As chairman of the Senate Appropriations Subcommittee on Military Construction and Veterans Affairs (MilCon/VA), Senator Kirk recently held a field hearing in Chicago in which Clarno and Dr. Nee testified about the retaliation, patient abuse and manipulated scheduling practices at Hines VA.
Reports of systemic misconduct and retaliation against whistleblowers are common across the nation, including:
• Dr. Katherine Mitchell, who first broke the VA wait list scandal, testified before the Senate MilCon/VA Appropriations Subcommittee about how she disclosed improper staffing in the emergency department and secret waitlists at the Phoenix VA. Management retaliated against Dr.

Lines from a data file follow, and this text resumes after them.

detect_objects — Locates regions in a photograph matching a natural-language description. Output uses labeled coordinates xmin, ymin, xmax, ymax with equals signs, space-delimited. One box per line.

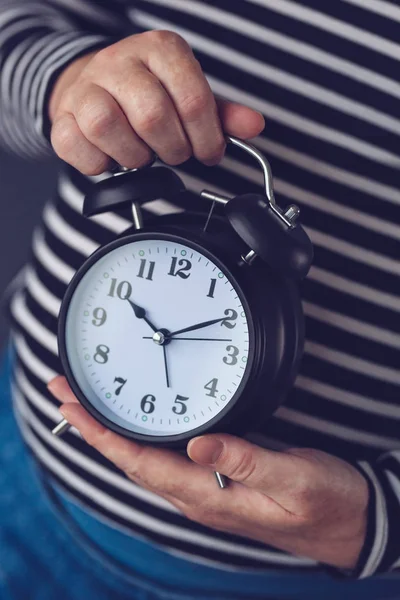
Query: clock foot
xmin=52 ymin=418 xmax=71 ymax=437
xmin=214 ymin=471 xmax=228 ymax=489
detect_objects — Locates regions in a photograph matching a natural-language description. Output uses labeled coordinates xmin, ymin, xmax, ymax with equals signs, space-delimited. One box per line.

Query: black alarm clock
xmin=52 ymin=137 xmax=313 ymax=487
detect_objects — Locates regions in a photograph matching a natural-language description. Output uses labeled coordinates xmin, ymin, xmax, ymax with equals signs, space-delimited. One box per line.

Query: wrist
xmin=48 ymin=51 xmax=97 ymax=122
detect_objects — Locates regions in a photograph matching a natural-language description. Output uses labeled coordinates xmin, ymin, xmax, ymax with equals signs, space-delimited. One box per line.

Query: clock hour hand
xmin=167 ymin=317 xmax=226 ymax=338
xmin=127 ymin=299 xmax=170 ymax=388
xmin=127 ymin=299 xmax=159 ymax=333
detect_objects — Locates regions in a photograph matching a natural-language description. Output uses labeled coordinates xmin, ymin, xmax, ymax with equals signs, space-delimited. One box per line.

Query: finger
xmin=216 ymin=98 xmax=265 ymax=140
xmin=71 ymin=82 xmax=153 ymax=169
xmin=94 ymin=57 xmax=191 ymax=166
xmin=187 ymin=434 xmax=314 ymax=510
xmin=141 ymin=32 xmax=225 ymax=166
xmin=47 ymin=375 xmax=80 ymax=404
xmin=48 ymin=378 xmax=219 ymax=504
xmin=51 ymin=112 xmax=110 ymax=175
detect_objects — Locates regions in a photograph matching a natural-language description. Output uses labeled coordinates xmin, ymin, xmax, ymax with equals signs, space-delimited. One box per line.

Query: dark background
xmin=0 ymin=151 xmax=58 ymax=349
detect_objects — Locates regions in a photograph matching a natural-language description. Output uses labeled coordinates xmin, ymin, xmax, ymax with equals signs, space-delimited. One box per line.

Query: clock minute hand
xmin=167 ymin=317 xmax=226 ymax=338
xmin=127 ymin=299 xmax=159 ymax=333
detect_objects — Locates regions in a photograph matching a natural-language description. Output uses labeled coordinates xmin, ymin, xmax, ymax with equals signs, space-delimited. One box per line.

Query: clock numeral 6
xmin=94 ymin=344 xmax=110 ymax=364
xmin=221 ymin=309 xmax=238 ymax=329
xmin=168 ymin=257 xmax=192 ymax=279
xmin=172 ymin=394 xmax=189 ymax=415
xmin=223 ymin=345 xmax=239 ymax=366
xmin=92 ymin=307 xmax=107 ymax=327
xmin=204 ymin=378 xmax=219 ymax=398
xmin=141 ymin=394 xmax=156 ymax=414
xmin=108 ymin=278 xmax=132 ymax=300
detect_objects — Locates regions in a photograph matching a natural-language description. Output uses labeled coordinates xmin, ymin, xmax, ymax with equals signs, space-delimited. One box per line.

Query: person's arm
xmin=0 ymin=0 xmax=132 ymax=160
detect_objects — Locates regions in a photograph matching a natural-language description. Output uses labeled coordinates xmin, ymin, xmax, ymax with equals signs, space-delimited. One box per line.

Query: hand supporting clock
xmin=49 ymin=376 xmax=369 ymax=572
xmin=127 ymin=299 xmax=171 ymax=388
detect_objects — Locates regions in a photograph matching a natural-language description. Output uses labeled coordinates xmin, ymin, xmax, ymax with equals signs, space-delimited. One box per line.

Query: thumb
xmin=187 ymin=434 xmax=310 ymax=502
xmin=216 ymin=97 xmax=265 ymax=140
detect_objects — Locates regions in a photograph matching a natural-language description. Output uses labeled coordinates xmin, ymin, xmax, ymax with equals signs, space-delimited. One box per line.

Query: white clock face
xmin=64 ymin=236 xmax=252 ymax=438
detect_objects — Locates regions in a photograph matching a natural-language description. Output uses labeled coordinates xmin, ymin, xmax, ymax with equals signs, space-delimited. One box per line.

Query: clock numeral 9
xmin=137 ymin=259 xmax=155 ymax=281
xmin=92 ymin=307 xmax=107 ymax=327
xmin=221 ymin=308 xmax=238 ymax=329
xmin=141 ymin=394 xmax=156 ymax=414
xmin=223 ymin=345 xmax=239 ymax=366
xmin=204 ymin=378 xmax=219 ymax=398
xmin=168 ymin=257 xmax=192 ymax=279
xmin=172 ymin=394 xmax=189 ymax=415
xmin=108 ymin=278 xmax=132 ymax=299
xmin=94 ymin=344 xmax=110 ymax=364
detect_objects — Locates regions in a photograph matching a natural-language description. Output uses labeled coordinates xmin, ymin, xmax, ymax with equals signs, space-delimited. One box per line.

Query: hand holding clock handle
xmin=168 ymin=317 xmax=226 ymax=338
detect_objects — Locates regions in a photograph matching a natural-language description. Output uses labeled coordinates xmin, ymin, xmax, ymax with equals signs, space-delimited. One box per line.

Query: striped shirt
xmin=1 ymin=0 xmax=400 ymax=579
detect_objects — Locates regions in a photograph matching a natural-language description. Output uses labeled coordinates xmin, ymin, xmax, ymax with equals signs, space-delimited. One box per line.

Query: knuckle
xmin=123 ymin=149 xmax=154 ymax=170
xmin=179 ymin=93 xmax=209 ymax=122
xmin=136 ymin=107 xmax=167 ymax=134
xmin=80 ymin=158 xmax=110 ymax=177
xmin=51 ymin=118 xmax=78 ymax=158
xmin=163 ymin=145 xmax=192 ymax=166
xmin=229 ymin=449 xmax=258 ymax=483
xmin=148 ymin=29 xmax=188 ymax=51
xmin=196 ymin=139 xmax=226 ymax=165
xmin=81 ymin=104 xmax=120 ymax=139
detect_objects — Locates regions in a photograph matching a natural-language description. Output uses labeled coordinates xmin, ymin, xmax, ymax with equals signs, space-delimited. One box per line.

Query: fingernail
xmin=188 ymin=437 xmax=224 ymax=465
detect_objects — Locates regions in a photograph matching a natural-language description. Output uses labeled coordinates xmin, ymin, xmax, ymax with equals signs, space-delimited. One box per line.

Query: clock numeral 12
xmin=137 ymin=259 xmax=155 ymax=281
xmin=168 ymin=257 xmax=192 ymax=279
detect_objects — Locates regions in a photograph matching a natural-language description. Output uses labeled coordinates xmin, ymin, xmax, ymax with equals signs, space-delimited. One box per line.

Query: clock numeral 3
xmin=172 ymin=394 xmax=189 ymax=415
xmin=137 ymin=259 xmax=155 ymax=281
xmin=168 ymin=257 xmax=192 ymax=279
xmin=141 ymin=394 xmax=156 ymax=414
xmin=108 ymin=278 xmax=132 ymax=299
xmin=223 ymin=345 xmax=239 ymax=366
xmin=114 ymin=377 xmax=127 ymax=396
xmin=92 ymin=307 xmax=107 ymax=327
xmin=207 ymin=278 xmax=216 ymax=298
xmin=204 ymin=378 xmax=219 ymax=398
xmin=221 ymin=308 xmax=238 ymax=329
xmin=94 ymin=344 xmax=110 ymax=364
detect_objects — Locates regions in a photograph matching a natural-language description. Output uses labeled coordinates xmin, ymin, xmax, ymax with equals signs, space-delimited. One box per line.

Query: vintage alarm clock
xmin=52 ymin=136 xmax=313 ymax=488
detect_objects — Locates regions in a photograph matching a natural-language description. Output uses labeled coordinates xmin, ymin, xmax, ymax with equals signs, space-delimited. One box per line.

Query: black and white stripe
xmin=1 ymin=0 xmax=400 ymax=578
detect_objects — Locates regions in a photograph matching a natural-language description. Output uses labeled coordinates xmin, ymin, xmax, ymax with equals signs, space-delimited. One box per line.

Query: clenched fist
xmin=49 ymin=30 xmax=265 ymax=175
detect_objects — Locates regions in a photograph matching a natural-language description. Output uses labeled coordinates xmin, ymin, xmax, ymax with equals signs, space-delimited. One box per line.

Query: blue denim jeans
xmin=1 ymin=348 xmax=400 ymax=600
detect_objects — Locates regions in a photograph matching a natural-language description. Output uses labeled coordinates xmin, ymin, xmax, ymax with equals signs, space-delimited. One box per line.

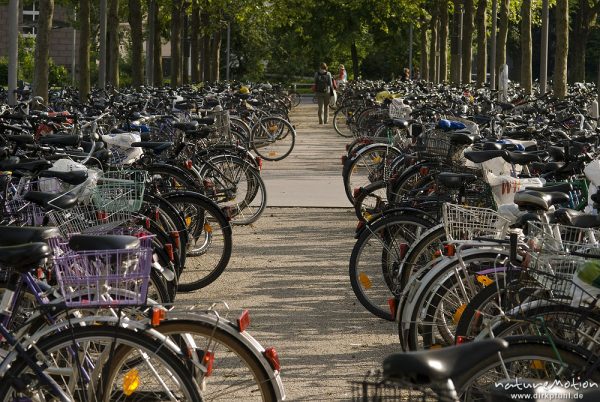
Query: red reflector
xmin=341 ymin=155 xmax=348 ymax=165
xmin=145 ymin=218 xmax=151 ymax=229
xmin=444 ymin=244 xmax=455 ymax=257
xmin=353 ymin=187 xmax=361 ymax=198
xmin=170 ymin=231 xmax=180 ymax=249
xmin=263 ymin=347 xmax=281 ymax=372
xmin=255 ymin=157 xmax=263 ymax=170
xmin=155 ymin=208 xmax=160 ymax=221
xmin=419 ymin=167 xmax=430 ymax=176
xmin=456 ymin=336 xmax=471 ymax=344
xmin=202 ymin=351 xmax=214 ymax=376
xmin=237 ymin=309 xmax=250 ymax=332
xmin=356 ymin=221 xmax=365 ymax=232
xmin=165 ymin=243 xmax=174 ymax=262
xmin=96 ymin=211 xmax=108 ymax=221
xmin=388 ymin=298 xmax=397 ymax=317
xmin=399 ymin=243 xmax=409 ymax=259
xmin=345 ymin=144 xmax=350 ymax=151
xmin=203 ymin=179 xmax=215 ymax=189
xmin=151 ymin=307 xmax=166 ymax=327
xmin=184 ymin=160 xmax=193 ymax=170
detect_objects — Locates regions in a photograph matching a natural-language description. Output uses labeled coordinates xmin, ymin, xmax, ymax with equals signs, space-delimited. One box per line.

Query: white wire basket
xmin=527 ymin=221 xmax=600 ymax=255
xmin=442 ymin=203 xmax=511 ymax=241
xmin=91 ymin=170 xmax=146 ymax=213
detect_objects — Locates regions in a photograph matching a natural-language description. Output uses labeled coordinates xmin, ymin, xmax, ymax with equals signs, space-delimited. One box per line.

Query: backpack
xmin=315 ymin=72 xmax=329 ymax=93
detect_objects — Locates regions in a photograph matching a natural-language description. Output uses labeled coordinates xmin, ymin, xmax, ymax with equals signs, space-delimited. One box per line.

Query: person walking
xmin=314 ymin=62 xmax=334 ymax=124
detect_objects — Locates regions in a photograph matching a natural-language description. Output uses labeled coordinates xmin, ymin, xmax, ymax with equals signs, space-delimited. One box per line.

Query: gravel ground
xmin=182 ymin=103 xmax=400 ymax=400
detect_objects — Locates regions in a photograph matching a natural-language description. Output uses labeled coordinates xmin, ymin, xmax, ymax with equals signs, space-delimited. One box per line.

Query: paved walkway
xmin=261 ymin=100 xmax=350 ymax=207
xmin=184 ymin=102 xmax=399 ymax=400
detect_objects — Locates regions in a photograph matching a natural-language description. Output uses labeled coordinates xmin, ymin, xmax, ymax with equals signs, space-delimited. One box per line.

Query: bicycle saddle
xmin=131 ymin=142 xmax=173 ymax=154
xmin=502 ymin=151 xmax=543 ymax=165
xmin=0 ymin=226 xmax=60 ymax=246
xmin=5 ymin=134 xmax=34 ymax=144
xmin=68 ymin=234 xmax=140 ymax=251
xmin=0 ymin=243 xmax=51 ymax=272
xmin=464 ymin=150 xmax=507 ymax=164
xmin=193 ymin=116 xmax=215 ymax=126
xmin=0 ymin=159 xmax=53 ymax=172
xmin=514 ymin=190 xmax=570 ymax=211
xmin=529 ymin=161 xmax=566 ymax=174
xmin=23 ymin=191 xmax=79 ymax=211
xmin=39 ymin=169 xmax=88 ymax=186
xmin=173 ymin=121 xmax=199 ymax=132
xmin=525 ymin=182 xmax=573 ymax=194
xmin=437 ymin=172 xmax=479 ymax=189
xmin=447 ymin=131 xmax=475 ymax=145
xmin=383 ymin=338 xmax=508 ymax=383
xmin=39 ymin=134 xmax=80 ymax=147
xmin=554 ymin=209 xmax=600 ymax=228
xmin=184 ymin=126 xmax=213 ymax=139
xmin=386 ymin=118 xmax=409 ymax=129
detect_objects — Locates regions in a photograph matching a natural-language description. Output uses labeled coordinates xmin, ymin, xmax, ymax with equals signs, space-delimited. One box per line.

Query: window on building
xmin=22 ymin=1 xmax=39 ymax=37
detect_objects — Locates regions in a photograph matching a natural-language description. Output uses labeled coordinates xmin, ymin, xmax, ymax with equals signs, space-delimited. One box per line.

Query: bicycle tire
xmin=349 ymin=214 xmax=434 ymax=320
xmin=163 ymin=191 xmax=233 ymax=291
xmin=333 ymin=106 xmax=354 ymax=137
xmin=155 ymin=319 xmax=280 ymax=401
xmin=0 ymin=326 xmax=202 ymax=401
xmin=250 ymin=117 xmax=296 ymax=161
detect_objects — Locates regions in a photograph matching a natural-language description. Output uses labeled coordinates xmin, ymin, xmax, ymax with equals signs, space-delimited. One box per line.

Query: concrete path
xmin=261 ymin=100 xmax=351 ymax=207
xmin=183 ymin=102 xmax=400 ymax=401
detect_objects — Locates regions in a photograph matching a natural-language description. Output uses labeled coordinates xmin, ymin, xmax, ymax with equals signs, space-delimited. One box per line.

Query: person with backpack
xmin=313 ymin=62 xmax=334 ymax=124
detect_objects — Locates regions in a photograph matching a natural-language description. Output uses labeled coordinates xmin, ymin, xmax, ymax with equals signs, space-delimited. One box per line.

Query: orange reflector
xmin=358 ymin=272 xmax=372 ymax=289
xmin=165 ymin=244 xmax=174 ymax=262
xmin=151 ymin=307 xmax=166 ymax=327
xmin=388 ymin=298 xmax=397 ymax=317
xmin=237 ymin=309 xmax=250 ymax=332
xmin=444 ymin=244 xmax=455 ymax=257
xmin=264 ymin=347 xmax=281 ymax=371
xmin=453 ymin=304 xmax=467 ymax=325
xmin=476 ymin=275 xmax=494 ymax=287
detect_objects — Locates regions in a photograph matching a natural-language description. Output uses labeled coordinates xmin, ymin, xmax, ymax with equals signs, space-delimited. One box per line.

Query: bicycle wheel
xmin=157 ymin=319 xmax=280 ymax=401
xmin=163 ymin=191 xmax=233 ymax=291
xmin=349 ymin=214 xmax=433 ymax=320
xmin=333 ymin=106 xmax=354 ymax=138
xmin=353 ymin=179 xmax=388 ymax=221
xmin=456 ymin=337 xmax=600 ymax=401
xmin=343 ymin=145 xmax=402 ymax=203
xmin=250 ymin=117 xmax=296 ymax=161
xmin=289 ymin=91 xmax=301 ymax=107
xmin=399 ymin=224 xmax=446 ymax=288
xmin=198 ymin=154 xmax=267 ymax=225
xmin=0 ymin=326 xmax=202 ymax=401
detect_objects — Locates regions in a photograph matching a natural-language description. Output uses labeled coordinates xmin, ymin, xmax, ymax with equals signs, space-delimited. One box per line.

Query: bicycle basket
xmin=351 ymin=370 xmax=441 ymax=401
xmin=53 ymin=245 xmax=152 ymax=307
xmin=527 ymin=221 xmax=600 ymax=255
xmin=415 ymin=129 xmax=465 ymax=162
xmin=47 ymin=204 xmax=136 ymax=237
xmin=442 ymin=203 xmax=511 ymax=241
xmin=91 ymin=170 xmax=146 ymax=213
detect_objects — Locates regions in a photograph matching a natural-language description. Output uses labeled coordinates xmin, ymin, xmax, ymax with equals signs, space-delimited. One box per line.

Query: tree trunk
xmin=439 ymin=0 xmax=449 ymax=82
xmin=420 ymin=18 xmax=429 ymax=81
xmin=210 ymin=29 xmax=222 ymax=82
xmin=496 ymin=0 xmax=510 ymax=71
xmin=553 ymin=0 xmax=569 ymax=98
xmin=570 ymin=0 xmax=598 ymax=83
xmin=107 ymin=0 xmax=119 ymax=88
xmin=78 ymin=0 xmax=91 ymax=98
xmin=33 ymin=0 xmax=54 ymax=101
xmin=201 ymin=12 xmax=210 ymax=81
xmin=171 ymin=0 xmax=182 ymax=86
xmin=128 ymin=0 xmax=143 ymax=88
xmin=450 ymin=0 xmax=461 ymax=83
xmin=475 ymin=0 xmax=487 ymax=87
xmin=190 ymin=0 xmax=200 ymax=83
xmin=152 ymin=0 xmax=163 ymax=86
xmin=520 ymin=0 xmax=532 ymax=94
xmin=462 ymin=0 xmax=475 ymax=83
xmin=351 ymin=40 xmax=359 ymax=79
xmin=429 ymin=10 xmax=438 ymax=82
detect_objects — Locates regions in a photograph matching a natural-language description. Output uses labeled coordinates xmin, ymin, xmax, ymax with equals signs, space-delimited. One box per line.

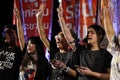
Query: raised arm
xmin=57 ymin=4 xmax=75 ymax=49
xmin=36 ymin=3 xmax=50 ymax=51
xmin=14 ymin=6 xmax=25 ymax=51
xmin=101 ymin=5 xmax=115 ymax=46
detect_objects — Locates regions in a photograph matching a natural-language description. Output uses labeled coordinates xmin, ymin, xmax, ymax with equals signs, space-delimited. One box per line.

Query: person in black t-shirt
xmin=0 ymin=27 xmax=23 ymax=80
xmin=57 ymin=4 xmax=112 ymax=80
xmin=36 ymin=3 xmax=79 ymax=80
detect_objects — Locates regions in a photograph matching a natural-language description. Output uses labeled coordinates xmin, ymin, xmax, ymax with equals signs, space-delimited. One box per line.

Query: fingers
xmin=76 ymin=68 xmax=84 ymax=75
xmin=39 ymin=3 xmax=45 ymax=12
xmin=50 ymin=60 xmax=65 ymax=69
xmin=57 ymin=5 xmax=63 ymax=18
xmin=36 ymin=3 xmax=46 ymax=18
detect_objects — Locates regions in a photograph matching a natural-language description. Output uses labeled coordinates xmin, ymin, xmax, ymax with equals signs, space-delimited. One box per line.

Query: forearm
xmin=63 ymin=66 xmax=77 ymax=77
xmin=59 ymin=17 xmax=75 ymax=49
xmin=36 ymin=16 xmax=50 ymax=51
xmin=103 ymin=7 xmax=115 ymax=43
xmin=36 ymin=17 xmax=46 ymax=39
xmin=89 ymin=71 xmax=110 ymax=80
xmin=16 ymin=16 xmax=25 ymax=50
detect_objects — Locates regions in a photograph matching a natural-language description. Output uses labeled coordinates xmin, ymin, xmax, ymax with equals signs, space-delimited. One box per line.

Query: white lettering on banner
xmin=0 ymin=50 xmax=15 ymax=70
xmin=25 ymin=23 xmax=37 ymax=30
xmin=25 ymin=22 xmax=49 ymax=30
xmin=64 ymin=1 xmax=94 ymax=23
xmin=43 ymin=8 xmax=49 ymax=16
xmin=82 ymin=2 xmax=93 ymax=17
xmin=66 ymin=5 xmax=73 ymax=19
xmin=82 ymin=3 xmax=89 ymax=17
xmin=43 ymin=23 xmax=49 ymax=29
xmin=24 ymin=8 xmax=49 ymax=18
xmin=25 ymin=9 xmax=37 ymax=18
xmin=66 ymin=4 xmax=80 ymax=19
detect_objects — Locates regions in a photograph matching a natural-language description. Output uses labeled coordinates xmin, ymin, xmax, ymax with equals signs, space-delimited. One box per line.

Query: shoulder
xmin=100 ymin=49 xmax=112 ymax=58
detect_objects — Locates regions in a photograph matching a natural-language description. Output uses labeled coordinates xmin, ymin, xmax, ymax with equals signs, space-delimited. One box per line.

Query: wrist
xmin=63 ymin=66 xmax=70 ymax=72
xmin=59 ymin=17 xmax=64 ymax=19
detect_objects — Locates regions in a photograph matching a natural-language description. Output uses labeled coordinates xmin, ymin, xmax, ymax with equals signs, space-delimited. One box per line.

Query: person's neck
xmin=30 ymin=53 xmax=38 ymax=62
xmin=91 ymin=44 xmax=100 ymax=51
xmin=60 ymin=49 xmax=67 ymax=53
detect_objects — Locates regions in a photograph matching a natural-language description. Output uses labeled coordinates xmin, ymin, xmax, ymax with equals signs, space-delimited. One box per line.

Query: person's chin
xmin=28 ymin=51 xmax=32 ymax=54
xmin=4 ymin=42 xmax=10 ymax=47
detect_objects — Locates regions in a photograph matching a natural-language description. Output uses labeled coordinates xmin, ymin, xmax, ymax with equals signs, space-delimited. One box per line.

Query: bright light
xmin=58 ymin=0 xmax=62 ymax=3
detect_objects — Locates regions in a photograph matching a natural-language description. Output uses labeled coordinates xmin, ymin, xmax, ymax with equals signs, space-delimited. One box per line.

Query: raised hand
xmin=57 ymin=4 xmax=63 ymax=18
xmin=36 ymin=3 xmax=45 ymax=18
xmin=13 ymin=4 xmax=20 ymax=18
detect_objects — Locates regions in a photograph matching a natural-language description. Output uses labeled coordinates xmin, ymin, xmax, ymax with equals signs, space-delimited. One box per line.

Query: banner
xmin=61 ymin=0 xmax=97 ymax=40
xmin=13 ymin=0 xmax=54 ymax=41
xmin=79 ymin=0 xmax=97 ymax=39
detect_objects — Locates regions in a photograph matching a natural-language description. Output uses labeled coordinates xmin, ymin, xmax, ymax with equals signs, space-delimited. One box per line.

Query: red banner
xmin=13 ymin=0 xmax=54 ymax=40
xmin=61 ymin=0 xmax=97 ymax=40
xmin=79 ymin=0 xmax=97 ymax=39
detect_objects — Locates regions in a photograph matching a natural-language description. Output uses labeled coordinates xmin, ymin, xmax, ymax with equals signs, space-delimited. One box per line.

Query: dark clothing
xmin=75 ymin=44 xmax=112 ymax=80
xmin=34 ymin=59 xmax=52 ymax=80
xmin=0 ymin=47 xmax=23 ymax=80
xmin=19 ymin=43 xmax=52 ymax=80
xmin=50 ymin=52 xmax=78 ymax=80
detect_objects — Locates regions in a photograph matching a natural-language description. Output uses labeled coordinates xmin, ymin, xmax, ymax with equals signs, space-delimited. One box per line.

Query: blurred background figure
xmin=0 ymin=25 xmax=23 ymax=80
xmin=100 ymin=3 xmax=120 ymax=80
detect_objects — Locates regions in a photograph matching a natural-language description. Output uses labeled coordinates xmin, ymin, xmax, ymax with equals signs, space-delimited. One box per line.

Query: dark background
xmin=0 ymin=0 xmax=60 ymax=41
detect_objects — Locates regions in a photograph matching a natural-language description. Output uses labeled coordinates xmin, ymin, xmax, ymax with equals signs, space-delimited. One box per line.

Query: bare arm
xmin=14 ymin=6 xmax=25 ymax=51
xmin=57 ymin=4 xmax=75 ymax=49
xmin=36 ymin=3 xmax=50 ymax=51
xmin=101 ymin=5 xmax=115 ymax=46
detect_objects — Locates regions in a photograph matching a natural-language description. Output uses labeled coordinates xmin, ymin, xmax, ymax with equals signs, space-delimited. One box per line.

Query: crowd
xmin=0 ymin=2 xmax=120 ymax=80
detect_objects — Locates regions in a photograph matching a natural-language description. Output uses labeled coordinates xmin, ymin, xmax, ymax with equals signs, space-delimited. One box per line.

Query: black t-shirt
xmin=50 ymin=51 xmax=78 ymax=80
xmin=0 ymin=47 xmax=23 ymax=80
xmin=75 ymin=44 xmax=112 ymax=80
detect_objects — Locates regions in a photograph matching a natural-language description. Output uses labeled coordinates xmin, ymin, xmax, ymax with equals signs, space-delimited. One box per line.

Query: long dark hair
xmin=20 ymin=36 xmax=48 ymax=71
xmin=87 ymin=24 xmax=105 ymax=49
xmin=3 ymin=29 xmax=17 ymax=48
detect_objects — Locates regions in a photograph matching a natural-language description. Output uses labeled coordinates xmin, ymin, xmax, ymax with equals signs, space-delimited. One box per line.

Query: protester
xmin=36 ymin=3 xmax=79 ymax=80
xmin=0 ymin=26 xmax=23 ymax=80
xmin=57 ymin=4 xmax=112 ymax=80
xmin=100 ymin=4 xmax=120 ymax=80
xmin=14 ymin=4 xmax=51 ymax=80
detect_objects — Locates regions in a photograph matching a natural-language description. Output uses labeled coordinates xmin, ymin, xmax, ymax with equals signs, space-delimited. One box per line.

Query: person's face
xmin=87 ymin=28 xmax=97 ymax=44
xmin=55 ymin=34 xmax=68 ymax=49
xmin=27 ymin=40 xmax=36 ymax=54
xmin=4 ymin=33 xmax=10 ymax=44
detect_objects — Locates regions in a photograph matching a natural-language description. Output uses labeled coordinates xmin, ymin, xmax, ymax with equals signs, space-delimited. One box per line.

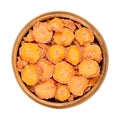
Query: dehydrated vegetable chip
xmin=19 ymin=43 xmax=41 ymax=63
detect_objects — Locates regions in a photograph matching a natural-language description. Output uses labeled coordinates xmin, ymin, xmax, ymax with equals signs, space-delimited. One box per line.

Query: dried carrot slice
xmin=68 ymin=76 xmax=88 ymax=96
xmin=48 ymin=45 xmax=65 ymax=64
xmin=62 ymin=19 xmax=76 ymax=32
xmin=65 ymin=45 xmax=82 ymax=65
xmin=88 ymin=73 xmax=100 ymax=86
xmin=78 ymin=59 xmax=100 ymax=78
xmin=21 ymin=65 xmax=39 ymax=85
xmin=84 ymin=86 xmax=91 ymax=94
xmin=26 ymin=85 xmax=35 ymax=93
xmin=23 ymin=29 xmax=34 ymax=42
xmin=17 ymin=56 xmax=27 ymax=72
xmin=32 ymin=22 xmax=53 ymax=43
xmin=55 ymin=85 xmax=70 ymax=101
xmin=38 ymin=43 xmax=49 ymax=58
xmin=48 ymin=18 xmax=64 ymax=32
xmin=19 ymin=43 xmax=41 ymax=63
xmin=82 ymin=44 xmax=102 ymax=62
xmin=75 ymin=27 xmax=94 ymax=45
xmin=53 ymin=61 xmax=75 ymax=84
xmin=68 ymin=94 xmax=75 ymax=102
xmin=53 ymin=27 xmax=74 ymax=46
xmin=35 ymin=79 xmax=56 ymax=99
xmin=36 ymin=58 xmax=54 ymax=81
xmin=74 ymin=22 xmax=82 ymax=29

Mitchell by removing her as the emergency department director.
• A doctor at Hines VA fraudulently inflated his productivity by entering service codes for work he did not perform – an allegation substantiated by the VA’s Office of Medical Inspection – but is still employed at Hines and has not been disciplined.
• After a VA employee in Louisiana discovered secret wait lists and filed complaints with the VA Office of Inspector General (OIG), the OIG failed to investigate the wait lists, but sent criminal investigators to investigate the whistleblower by looking into how he obtained the wait lists, confiscating computer equipment and asking him to submit to a lie detector test.
• Instead of investigating reports of a Puerto Rico VA hospital director’s misconduct, the VA sought to remove the employee who reported the misconduct. When the privacy officer concluded the whistleblower had not made an unauthorized disclosure, the VA sought to remove her as well.
• A VA employee in Wisconsin who reported improper disclosures of veterans’ health information was fired for sending an email – to report the misconduct – that contained personal information about a veteran.
• A nurse at a VA in Delaware who disclosed improper treatment of opiate addiction faced retaliation in the form of a 14-day suspension for minor allegations of misconduct.
• A VA employee in Wisconsin filed for whistleblower protection after being asked to falsify attendance records. Two weeks later, he resigned citing harassment and further disclosed problems with opioid over-prescription.